In 2011, Cohen connected Mach with her father, a PR agent, to help promote an event. Cohen alleges Mach never paid the $1,800 owed, and when her father became ill with cancer last year, she pressed him to pay his debt. Mach’s version of events is that he had assumed the work was pro bono until he received an invoice.
“Would this money help keep your father alive any longer?” Cohen recalls Mach asking. Mach says his phrasing was kinder, but he did eventually challenge, as he often does, “Sue me.”
Cohen is considering legal action, though she is unsure if a new company has assumed the debt or if Mach even has the money.
Between the stories of financial and sexual wrongdoings, anger against Mach grew. He gave his final public word in a Facebook post on Jan. 26, saying that he would take time to reflect on his personal life, and work to settle company debts. He now says that he copied and pasted a statement prepared for him and has not read it himself.

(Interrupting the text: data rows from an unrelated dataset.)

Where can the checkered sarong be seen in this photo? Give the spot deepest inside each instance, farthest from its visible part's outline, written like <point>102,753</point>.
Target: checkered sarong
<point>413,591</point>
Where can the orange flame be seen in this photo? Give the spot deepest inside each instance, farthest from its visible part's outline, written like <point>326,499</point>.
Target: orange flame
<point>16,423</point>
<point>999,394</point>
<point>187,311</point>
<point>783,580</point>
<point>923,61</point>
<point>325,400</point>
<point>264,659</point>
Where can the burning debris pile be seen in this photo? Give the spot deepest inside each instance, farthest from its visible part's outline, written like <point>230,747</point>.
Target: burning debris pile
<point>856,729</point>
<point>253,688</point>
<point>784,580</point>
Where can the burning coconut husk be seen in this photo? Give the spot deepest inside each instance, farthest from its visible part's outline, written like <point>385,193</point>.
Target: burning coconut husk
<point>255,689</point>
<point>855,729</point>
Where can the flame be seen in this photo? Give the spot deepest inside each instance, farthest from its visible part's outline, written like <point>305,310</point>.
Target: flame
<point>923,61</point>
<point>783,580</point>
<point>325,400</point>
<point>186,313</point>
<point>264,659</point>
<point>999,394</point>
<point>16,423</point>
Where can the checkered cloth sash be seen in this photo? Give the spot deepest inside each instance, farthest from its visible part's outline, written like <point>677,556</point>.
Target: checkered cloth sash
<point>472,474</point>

“I don’t think we have a good mechanism for what to do when there is a gigantic social media firestorm followed by absolutely no attempt at legal or financial contact on the part of the people initiating the firestorm,” said Mach. “I don’t think we have any models for what a person should do.
“I stepped aside to allow there to be a process, but there hasn’t been any process at this point,” he added.
In any case, the steampunk and other alternative lifestyle communities are now at a loss. Who else is complicit: the employees who stayed despite being aware of some of Mach’s practices? Those who are trying to revitalize the events now? What did it mean to benefit from these community gatherings that hurt so many? And what will become of those events now?
“People believed that without Jeff there was no community,” said Cohen. People continued to support his events “because they believed, ‘We’ve got to do this for each other’... That becomes more important than the people who actually got hurt.”